This week’s Brexit negotiations yet again prove the weakness of May’s premiership and the attitude to the DUP indicates that the Conservatives have still not learned their lessons from the General Election.
Regardless of your position on EU membership, there’s little denying that the UK has made an absolute hash of leaving. This week, the DUP blew apart May’s plans to further negotiations with Brussels. One thing about the DUP is that they’re notoriously intransigent negotiators – or to use an appropriately biblical reference, they’re never afraid of the Samson option. The DUP, we seem to forget, operate in a fraught political sphere where due to power sharing, they spend most of their time negotiating. As a result of this, they’re taking May to task over the border, in a move that seemed eminently predictable.
The DUP are Unionists who want to keep the Union together at all costs, and a hard border either economically isolates them from the rest of the UK or completely subsumes Northern Ireland into Ireland. Funnily enough, many Northern Irish people aren’t a fan of a United Ireland, least of all the DUP. The complete lack of consideration of this from the Brexiteers, to me, seems utterly bizarre, given that this was obviously going to come up.
For me, there’s two real take-aways from this week.
The first is the utterly risible idea sketched out that because no one wants a hard border, a hard border won’t happen. This is the line being pushed by much of the Brexit types on Twitter, with this from a Telegraph columnist, and Peter Bone spouting much of the same nonsense –
To apply the level of exasperated ire I usually reserve for the anti-fees stuff from Adonis or any positive sentence that contains ‘two-year degrees’, I am pleased to announce that both me and my seminar leaders have decided that it would be better if I could fly to seminars, and because all parties involved now want it, if it doesn’t happen it is the fault of remain voters.

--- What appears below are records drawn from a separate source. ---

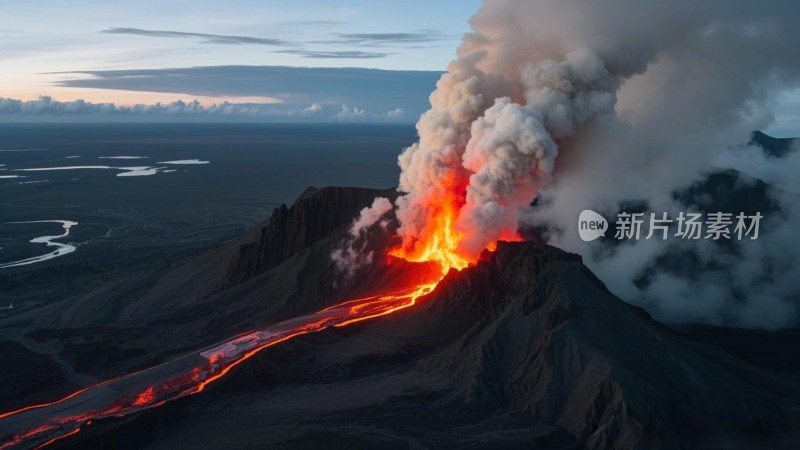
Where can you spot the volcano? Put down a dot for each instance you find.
(524, 349)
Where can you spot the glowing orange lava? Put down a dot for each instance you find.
(41, 425)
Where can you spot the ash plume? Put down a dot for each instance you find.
(590, 105)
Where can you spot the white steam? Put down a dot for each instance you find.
(636, 98)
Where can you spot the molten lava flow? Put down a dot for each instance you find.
(40, 425)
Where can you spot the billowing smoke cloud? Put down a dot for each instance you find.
(595, 105)
(354, 254)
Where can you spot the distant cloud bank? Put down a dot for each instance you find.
(46, 107)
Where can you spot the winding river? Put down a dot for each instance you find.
(61, 249)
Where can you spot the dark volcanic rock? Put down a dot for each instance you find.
(314, 216)
(775, 147)
(528, 349)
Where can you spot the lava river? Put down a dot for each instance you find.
(40, 425)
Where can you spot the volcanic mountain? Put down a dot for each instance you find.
(526, 349)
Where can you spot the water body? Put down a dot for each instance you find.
(134, 222)
(61, 248)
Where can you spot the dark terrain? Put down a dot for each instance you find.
(528, 349)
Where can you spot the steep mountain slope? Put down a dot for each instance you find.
(526, 350)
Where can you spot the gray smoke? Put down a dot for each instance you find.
(594, 105)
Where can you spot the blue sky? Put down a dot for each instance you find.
(234, 54)
(57, 49)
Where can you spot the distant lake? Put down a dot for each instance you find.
(170, 189)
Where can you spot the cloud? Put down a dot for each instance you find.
(371, 39)
(370, 89)
(208, 38)
(345, 54)
(47, 107)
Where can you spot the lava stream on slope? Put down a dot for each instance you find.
(40, 425)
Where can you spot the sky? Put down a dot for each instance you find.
(304, 60)
(68, 51)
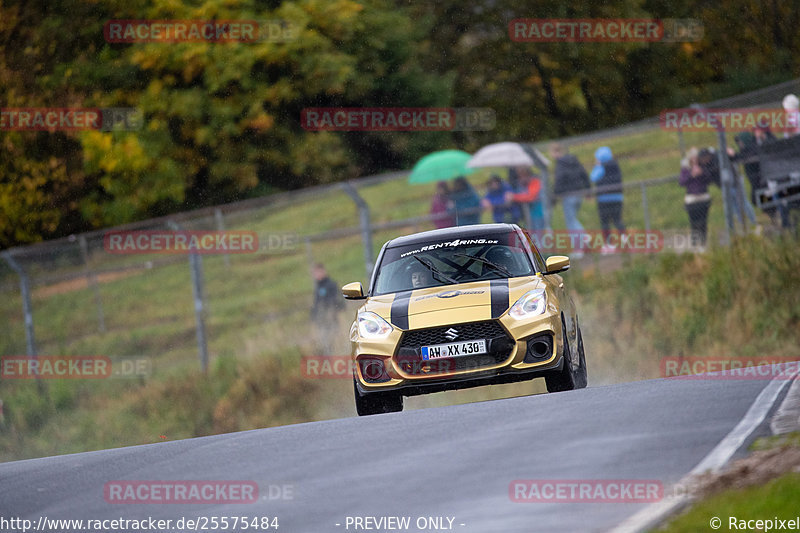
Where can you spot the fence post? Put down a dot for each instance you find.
(26, 302)
(221, 227)
(196, 268)
(91, 280)
(366, 228)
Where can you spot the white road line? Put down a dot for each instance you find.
(651, 515)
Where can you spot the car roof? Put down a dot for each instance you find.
(456, 232)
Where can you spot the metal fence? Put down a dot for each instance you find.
(72, 296)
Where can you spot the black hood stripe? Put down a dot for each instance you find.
(399, 313)
(499, 290)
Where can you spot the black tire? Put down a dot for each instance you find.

Likewise, both my girlfriend and I have decided that I would likely look better if I were to have the body of Jason Momoa, the charm of Idris Elba, and the chiselled jawline of Zac Efron, so if that doesn’t happen it is the fault of those bloody Remoaners. The amount of magical thinking that people are willing to engage in on this issue is genuinely staggering – if we move out of the EU, and the Customs Union, then there has to be a hard border somewhere, either between the Republic and the North or in the Irish Sea. This is best explained by Stephen Bush here – basically, keeping the Republic of Ireland and the North in the same regulations will economically isolate Northern Ireland from the rest of the UK, which they don’t want, and not keeping regulations in alignment will mean that there’s a hard border between the Republic of Ireland and Northern Ireland, which is completely unacceptable for both sides and the peace process. There might be a fix to this, somehow, seen in the debates about regulatory alignment across the UK, but the issue is the total unwillingness of Brexiteers to have a serious, grown-up debate about this. What makes this even more bizarre to me is the lack of engagement with this issue given the age of many Brexiteers. It’s sort of one thing for my generation, who have only really known relative peace in Ireland, to not understand the Ireland question. David Davis has been an MP for decades, and has served at a time when the Irish question was one of the UK’s thorniest and most pressing issues of foreign policy. He doesn’t really get to claim he didn’t think this particular module would be mentioned in the exam.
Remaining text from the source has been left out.